Pourquoi, non seulement les savants, les hommes et
les femmes de sciences, les philosophes, mais aussi les
loges maçonniques féminines, dont elle fut l'un des
membres les plus éminents et qui ne tarissaient pas
d'éloges à son égard, et pourquoi les féministes surtout,
qui l'ont célébrée avec éclat, pourquoi demeurent-ils tous
silencieux, laissant l'oubli s'installer?
Lorsqu'en 1900 parut enfm son ouvrage qu'elle
considérait comme le plus important, La Constitution du
monde, elle en offrit un exemplaire à Alix de Sainte-Croix,
avec cette dédicace: « à celle qui m'a ressuscitée d'entre
les morts». Adrienne Alix de Sainte- Croix, femme de
lettres, avait eu l'initiative en 1897, d'un banquet en
l'honneur de celle qui était déjà un peu oubliée, mais
qu'elle considérait comme « la plus savante des savants ».

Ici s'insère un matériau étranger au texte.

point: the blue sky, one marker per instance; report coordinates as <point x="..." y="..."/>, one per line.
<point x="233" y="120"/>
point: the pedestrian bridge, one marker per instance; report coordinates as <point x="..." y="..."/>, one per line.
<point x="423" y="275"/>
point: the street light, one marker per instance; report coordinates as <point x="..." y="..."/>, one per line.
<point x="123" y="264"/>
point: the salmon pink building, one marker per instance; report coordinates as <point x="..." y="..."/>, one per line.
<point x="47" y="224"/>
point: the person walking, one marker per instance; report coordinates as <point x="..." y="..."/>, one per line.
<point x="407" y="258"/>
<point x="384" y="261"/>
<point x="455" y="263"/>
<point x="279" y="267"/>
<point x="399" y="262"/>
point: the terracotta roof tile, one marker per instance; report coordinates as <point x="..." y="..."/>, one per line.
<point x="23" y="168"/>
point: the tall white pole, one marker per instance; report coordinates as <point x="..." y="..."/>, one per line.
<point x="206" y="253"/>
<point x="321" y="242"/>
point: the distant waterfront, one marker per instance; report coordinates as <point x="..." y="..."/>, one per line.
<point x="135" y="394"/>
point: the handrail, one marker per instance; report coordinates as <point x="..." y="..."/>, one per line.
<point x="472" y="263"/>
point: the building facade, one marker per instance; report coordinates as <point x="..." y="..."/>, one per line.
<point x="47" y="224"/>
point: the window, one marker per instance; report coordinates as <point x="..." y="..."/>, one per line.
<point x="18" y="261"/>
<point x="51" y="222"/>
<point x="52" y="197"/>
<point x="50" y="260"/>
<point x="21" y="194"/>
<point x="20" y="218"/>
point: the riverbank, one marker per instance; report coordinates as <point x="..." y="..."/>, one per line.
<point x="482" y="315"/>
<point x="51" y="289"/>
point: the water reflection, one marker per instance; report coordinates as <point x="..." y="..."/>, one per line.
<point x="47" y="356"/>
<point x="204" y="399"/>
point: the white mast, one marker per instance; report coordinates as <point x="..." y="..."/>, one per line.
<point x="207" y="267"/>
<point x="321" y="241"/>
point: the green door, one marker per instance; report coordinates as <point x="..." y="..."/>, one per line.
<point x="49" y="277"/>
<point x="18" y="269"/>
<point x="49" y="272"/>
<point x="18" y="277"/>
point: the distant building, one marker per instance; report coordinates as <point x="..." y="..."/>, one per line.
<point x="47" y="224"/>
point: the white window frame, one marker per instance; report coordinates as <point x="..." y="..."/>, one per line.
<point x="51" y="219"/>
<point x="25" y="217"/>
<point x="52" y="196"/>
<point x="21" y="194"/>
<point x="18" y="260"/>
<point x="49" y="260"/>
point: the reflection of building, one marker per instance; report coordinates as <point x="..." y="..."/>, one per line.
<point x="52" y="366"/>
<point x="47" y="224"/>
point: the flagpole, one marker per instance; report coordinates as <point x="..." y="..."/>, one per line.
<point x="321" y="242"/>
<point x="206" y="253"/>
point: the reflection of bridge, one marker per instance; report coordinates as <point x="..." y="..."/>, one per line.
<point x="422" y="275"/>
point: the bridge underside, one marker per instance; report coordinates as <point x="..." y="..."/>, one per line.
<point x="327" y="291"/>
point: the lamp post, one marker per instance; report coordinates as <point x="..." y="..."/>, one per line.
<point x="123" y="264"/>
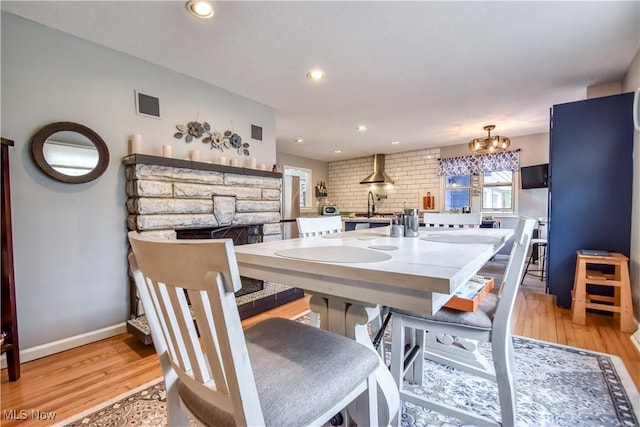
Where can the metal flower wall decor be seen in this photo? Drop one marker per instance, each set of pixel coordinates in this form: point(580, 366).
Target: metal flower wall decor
point(220, 141)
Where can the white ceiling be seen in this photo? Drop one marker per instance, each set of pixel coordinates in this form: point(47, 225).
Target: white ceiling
point(427, 74)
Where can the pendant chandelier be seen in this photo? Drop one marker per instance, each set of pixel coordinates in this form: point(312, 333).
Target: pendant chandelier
point(490, 144)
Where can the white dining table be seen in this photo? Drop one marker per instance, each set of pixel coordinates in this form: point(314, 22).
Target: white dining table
point(351, 274)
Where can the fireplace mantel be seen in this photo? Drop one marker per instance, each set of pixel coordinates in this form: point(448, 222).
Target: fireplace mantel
point(188, 164)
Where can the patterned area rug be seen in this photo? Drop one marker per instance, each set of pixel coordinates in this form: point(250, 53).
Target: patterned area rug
point(557, 386)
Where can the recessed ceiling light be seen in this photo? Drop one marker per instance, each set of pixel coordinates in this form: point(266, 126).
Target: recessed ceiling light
point(201, 9)
point(315, 75)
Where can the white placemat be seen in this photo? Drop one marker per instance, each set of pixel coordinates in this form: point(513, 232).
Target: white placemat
point(359, 235)
point(460, 238)
point(335, 254)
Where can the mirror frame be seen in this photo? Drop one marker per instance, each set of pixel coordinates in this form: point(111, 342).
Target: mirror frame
point(37, 151)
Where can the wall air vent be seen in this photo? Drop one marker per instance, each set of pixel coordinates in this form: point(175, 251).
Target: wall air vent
point(147, 105)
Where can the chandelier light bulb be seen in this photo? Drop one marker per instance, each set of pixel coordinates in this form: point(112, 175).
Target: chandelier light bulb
point(490, 143)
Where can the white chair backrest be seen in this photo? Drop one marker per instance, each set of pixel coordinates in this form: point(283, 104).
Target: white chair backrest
point(443, 220)
point(166, 273)
point(317, 226)
point(513, 274)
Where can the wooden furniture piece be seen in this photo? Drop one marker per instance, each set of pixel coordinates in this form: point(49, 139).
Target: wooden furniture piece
point(419, 274)
point(277, 372)
point(9, 326)
point(590, 184)
point(620, 303)
point(445, 220)
point(317, 226)
point(491, 322)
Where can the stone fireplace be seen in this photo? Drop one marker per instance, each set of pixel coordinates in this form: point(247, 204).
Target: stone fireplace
point(174, 198)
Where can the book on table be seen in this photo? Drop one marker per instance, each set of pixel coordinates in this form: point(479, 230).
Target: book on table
point(471, 294)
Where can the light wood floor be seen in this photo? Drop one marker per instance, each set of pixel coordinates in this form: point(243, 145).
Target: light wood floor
point(73, 381)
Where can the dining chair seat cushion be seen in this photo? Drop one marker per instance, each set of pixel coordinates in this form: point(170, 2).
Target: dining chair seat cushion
point(481, 318)
point(298, 369)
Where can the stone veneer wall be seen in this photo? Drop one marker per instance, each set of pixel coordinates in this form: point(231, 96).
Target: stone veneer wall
point(163, 198)
point(414, 172)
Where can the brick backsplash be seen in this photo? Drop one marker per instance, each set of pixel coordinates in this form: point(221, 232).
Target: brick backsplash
point(414, 172)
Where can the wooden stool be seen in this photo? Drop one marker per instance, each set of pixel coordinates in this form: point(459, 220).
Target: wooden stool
point(620, 303)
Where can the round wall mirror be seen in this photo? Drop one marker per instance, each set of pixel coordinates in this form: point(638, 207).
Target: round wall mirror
point(70, 152)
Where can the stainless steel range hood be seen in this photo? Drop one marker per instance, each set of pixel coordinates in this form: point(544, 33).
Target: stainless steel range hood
point(378, 176)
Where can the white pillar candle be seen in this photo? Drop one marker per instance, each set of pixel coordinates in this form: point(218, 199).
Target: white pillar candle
point(135, 144)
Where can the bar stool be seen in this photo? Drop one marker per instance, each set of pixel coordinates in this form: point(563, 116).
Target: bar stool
point(620, 303)
point(535, 244)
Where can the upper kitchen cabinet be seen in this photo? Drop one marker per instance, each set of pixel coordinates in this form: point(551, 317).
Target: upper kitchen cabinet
point(590, 184)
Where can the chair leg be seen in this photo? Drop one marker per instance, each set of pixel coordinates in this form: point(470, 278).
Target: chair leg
point(527, 267)
point(504, 364)
point(397, 359)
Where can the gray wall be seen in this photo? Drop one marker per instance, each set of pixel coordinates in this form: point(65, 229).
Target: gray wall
point(318, 173)
point(70, 241)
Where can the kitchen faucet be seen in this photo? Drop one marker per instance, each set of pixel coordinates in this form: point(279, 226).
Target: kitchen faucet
point(371, 205)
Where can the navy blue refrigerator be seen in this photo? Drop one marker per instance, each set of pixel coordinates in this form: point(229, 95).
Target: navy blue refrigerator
point(590, 184)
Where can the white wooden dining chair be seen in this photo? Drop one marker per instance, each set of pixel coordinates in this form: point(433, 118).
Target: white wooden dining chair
point(317, 226)
point(491, 322)
point(276, 373)
point(448, 220)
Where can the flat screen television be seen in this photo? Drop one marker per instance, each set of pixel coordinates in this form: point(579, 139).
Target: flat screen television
point(535, 176)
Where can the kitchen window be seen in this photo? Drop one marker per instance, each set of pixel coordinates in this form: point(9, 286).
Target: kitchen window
point(498, 192)
point(488, 180)
point(305, 183)
point(457, 192)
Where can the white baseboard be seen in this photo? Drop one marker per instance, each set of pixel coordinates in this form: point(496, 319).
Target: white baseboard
point(635, 338)
point(54, 347)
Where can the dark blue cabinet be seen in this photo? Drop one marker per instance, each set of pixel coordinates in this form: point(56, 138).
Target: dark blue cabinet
point(590, 184)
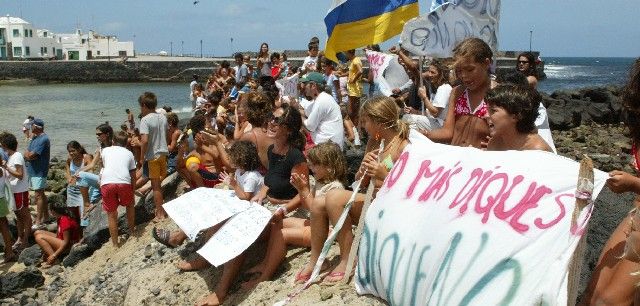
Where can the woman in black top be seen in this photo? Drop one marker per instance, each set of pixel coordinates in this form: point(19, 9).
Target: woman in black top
point(285, 157)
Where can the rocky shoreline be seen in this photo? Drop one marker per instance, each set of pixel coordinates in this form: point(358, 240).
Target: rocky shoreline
point(585, 121)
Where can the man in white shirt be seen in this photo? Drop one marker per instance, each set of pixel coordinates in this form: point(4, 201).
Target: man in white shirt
point(324, 120)
point(310, 62)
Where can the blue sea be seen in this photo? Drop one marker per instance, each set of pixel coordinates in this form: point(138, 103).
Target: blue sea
point(72, 111)
point(577, 72)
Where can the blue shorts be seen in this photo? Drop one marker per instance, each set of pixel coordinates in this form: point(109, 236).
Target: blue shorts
point(88, 179)
point(38, 182)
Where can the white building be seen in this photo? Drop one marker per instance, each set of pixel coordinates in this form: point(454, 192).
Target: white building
point(17, 41)
point(79, 46)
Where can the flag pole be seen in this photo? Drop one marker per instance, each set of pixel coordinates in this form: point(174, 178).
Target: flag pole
point(420, 61)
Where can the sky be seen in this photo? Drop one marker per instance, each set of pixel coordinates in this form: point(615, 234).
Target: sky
point(581, 28)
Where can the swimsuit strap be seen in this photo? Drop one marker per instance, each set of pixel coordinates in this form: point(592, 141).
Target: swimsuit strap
point(634, 152)
point(388, 162)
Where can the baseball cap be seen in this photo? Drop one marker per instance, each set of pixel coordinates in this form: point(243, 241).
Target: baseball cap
point(38, 122)
point(316, 77)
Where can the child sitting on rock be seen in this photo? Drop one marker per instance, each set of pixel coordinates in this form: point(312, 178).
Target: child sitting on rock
point(9, 255)
point(54, 246)
point(246, 182)
point(117, 181)
point(329, 168)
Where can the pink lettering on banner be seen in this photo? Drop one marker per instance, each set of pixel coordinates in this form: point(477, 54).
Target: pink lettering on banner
point(438, 186)
point(375, 62)
point(561, 205)
point(397, 170)
point(479, 176)
point(487, 191)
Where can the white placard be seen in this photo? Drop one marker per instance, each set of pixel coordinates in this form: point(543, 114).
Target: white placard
point(288, 86)
point(236, 235)
point(388, 74)
point(203, 208)
point(437, 33)
point(462, 226)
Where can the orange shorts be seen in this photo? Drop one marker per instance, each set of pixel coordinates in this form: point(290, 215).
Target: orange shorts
point(114, 195)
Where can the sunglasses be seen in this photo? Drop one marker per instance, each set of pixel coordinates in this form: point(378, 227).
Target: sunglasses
point(277, 120)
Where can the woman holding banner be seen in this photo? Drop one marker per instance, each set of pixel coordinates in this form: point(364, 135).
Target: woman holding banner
point(615, 279)
point(380, 119)
point(527, 66)
point(465, 124)
point(285, 157)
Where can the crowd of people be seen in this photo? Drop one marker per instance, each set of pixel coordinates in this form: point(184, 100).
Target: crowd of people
point(287, 152)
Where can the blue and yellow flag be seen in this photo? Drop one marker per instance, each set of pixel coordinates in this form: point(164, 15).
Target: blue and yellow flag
point(356, 23)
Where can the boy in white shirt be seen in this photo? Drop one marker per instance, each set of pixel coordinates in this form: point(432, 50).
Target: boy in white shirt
point(18, 179)
point(117, 181)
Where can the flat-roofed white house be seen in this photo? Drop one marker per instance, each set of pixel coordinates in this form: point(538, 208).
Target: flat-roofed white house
point(79, 46)
point(21, 40)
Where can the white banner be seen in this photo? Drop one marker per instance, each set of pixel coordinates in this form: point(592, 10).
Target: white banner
point(203, 208)
point(288, 86)
point(236, 235)
point(388, 74)
point(458, 226)
point(437, 33)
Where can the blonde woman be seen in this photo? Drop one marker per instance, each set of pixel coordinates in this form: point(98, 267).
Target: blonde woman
point(379, 117)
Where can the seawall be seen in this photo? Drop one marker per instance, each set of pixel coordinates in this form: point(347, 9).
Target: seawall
point(104, 71)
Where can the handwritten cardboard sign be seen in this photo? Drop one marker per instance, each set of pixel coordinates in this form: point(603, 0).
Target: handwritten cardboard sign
point(203, 208)
point(437, 33)
point(236, 235)
point(459, 226)
point(387, 72)
point(288, 86)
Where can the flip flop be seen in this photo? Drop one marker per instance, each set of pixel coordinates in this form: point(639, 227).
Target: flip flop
point(333, 274)
point(142, 194)
point(13, 258)
point(88, 210)
point(301, 278)
point(162, 236)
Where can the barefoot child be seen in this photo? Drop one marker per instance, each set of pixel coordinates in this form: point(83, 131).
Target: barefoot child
point(54, 246)
point(19, 182)
point(153, 148)
point(246, 181)
point(329, 168)
point(9, 255)
point(117, 181)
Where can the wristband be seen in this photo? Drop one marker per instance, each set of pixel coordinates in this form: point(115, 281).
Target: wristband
point(282, 208)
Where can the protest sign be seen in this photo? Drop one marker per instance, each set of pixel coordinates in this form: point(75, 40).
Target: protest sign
point(387, 72)
point(236, 235)
point(288, 86)
point(203, 208)
point(458, 226)
point(437, 33)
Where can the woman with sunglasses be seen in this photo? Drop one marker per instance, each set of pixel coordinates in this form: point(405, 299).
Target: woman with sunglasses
point(285, 157)
point(615, 278)
point(380, 119)
point(527, 65)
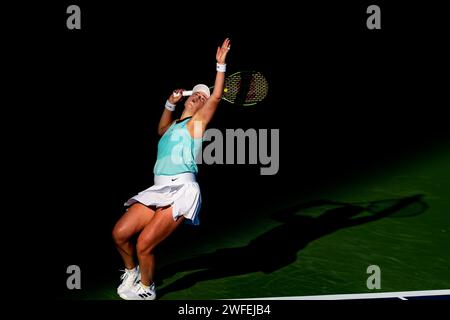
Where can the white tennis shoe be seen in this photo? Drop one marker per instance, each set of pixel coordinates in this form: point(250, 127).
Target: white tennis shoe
point(129, 279)
point(139, 292)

Ce fut la première résurrection, car après son décès
en 1902, elle retomba peu à peu dans l'oubli, en dépit des
célébrations de 1930. Après la deuxième guerre mondiale,
son œuvre est mentionnée dans quelques articles,
émissions de radio, ou références, dans les ouvrages et
colloques scientifiques ou féministes, mais il faut attendre
la fm du 20ème siècle pour qu'elle fasse l'objet de livres.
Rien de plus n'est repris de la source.